I sell the kids short too often, assuming that I need to come up with another activity over and over to keep their attention.  Maybe the reality is I come up with things for them to do that they don’t love or that they get the point of very quickly.  To paraphrase my husband, kids don’t have short attention spans.  They pay attention to something for as long as their brains can handle being focused only on it before needing a break.  The activity seems to be kept it in the back of their mind until the new they learned has settled and they’re ready for more.  Mischief’s brain could handle something she wanted to do for an hour before she needed time for that lesson to settle while she did something else.

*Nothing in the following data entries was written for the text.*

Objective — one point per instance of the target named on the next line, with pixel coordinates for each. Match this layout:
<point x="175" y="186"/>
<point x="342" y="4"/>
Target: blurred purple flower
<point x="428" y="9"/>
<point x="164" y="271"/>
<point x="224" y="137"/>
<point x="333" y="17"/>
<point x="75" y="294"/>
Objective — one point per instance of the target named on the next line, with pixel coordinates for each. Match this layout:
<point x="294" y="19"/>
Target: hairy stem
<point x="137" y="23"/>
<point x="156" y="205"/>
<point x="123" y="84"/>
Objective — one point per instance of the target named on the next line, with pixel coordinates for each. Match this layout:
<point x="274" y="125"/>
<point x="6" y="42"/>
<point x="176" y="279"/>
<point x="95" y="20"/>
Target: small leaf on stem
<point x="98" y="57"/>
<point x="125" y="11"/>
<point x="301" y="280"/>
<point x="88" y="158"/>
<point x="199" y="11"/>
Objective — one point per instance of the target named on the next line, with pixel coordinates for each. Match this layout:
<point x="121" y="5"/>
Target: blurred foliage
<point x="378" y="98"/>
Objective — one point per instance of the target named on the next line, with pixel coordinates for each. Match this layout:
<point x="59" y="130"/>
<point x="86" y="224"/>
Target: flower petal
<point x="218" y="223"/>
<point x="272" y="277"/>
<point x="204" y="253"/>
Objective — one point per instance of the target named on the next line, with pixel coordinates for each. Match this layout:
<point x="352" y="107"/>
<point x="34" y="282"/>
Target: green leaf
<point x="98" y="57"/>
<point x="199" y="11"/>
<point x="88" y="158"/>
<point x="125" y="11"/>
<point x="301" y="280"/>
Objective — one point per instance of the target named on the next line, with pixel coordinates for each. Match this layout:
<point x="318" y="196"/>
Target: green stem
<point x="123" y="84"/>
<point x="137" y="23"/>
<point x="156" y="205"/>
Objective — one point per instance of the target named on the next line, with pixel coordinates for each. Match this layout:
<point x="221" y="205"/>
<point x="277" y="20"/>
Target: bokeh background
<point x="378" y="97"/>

That something else also was time consuming.  She wrote all the names of the Disney princesses on separate sheets of paper and stapled them together to make a book.  I helped her spell and she diligently printed the letters.  After she finished the first book, I was informed that we were going to make five because she’s five years old.  It felt tedious to me, but for her it was practice at both focusing on writing for a long period of time, and a way to incorporate something she loves into her day.  This was another hour spent on one thing.  I thought about asking if she wanted to break for snack at one point, it was when she normally eats after all.  However, I realized that I would be annoyed if I were doing something I cared about that deeply and someone kept interrupting me.  I decided to let her work.  She meticulously wrote and stapled until she had her books made.  There was so much pride in her eyes as she read them to me one by one.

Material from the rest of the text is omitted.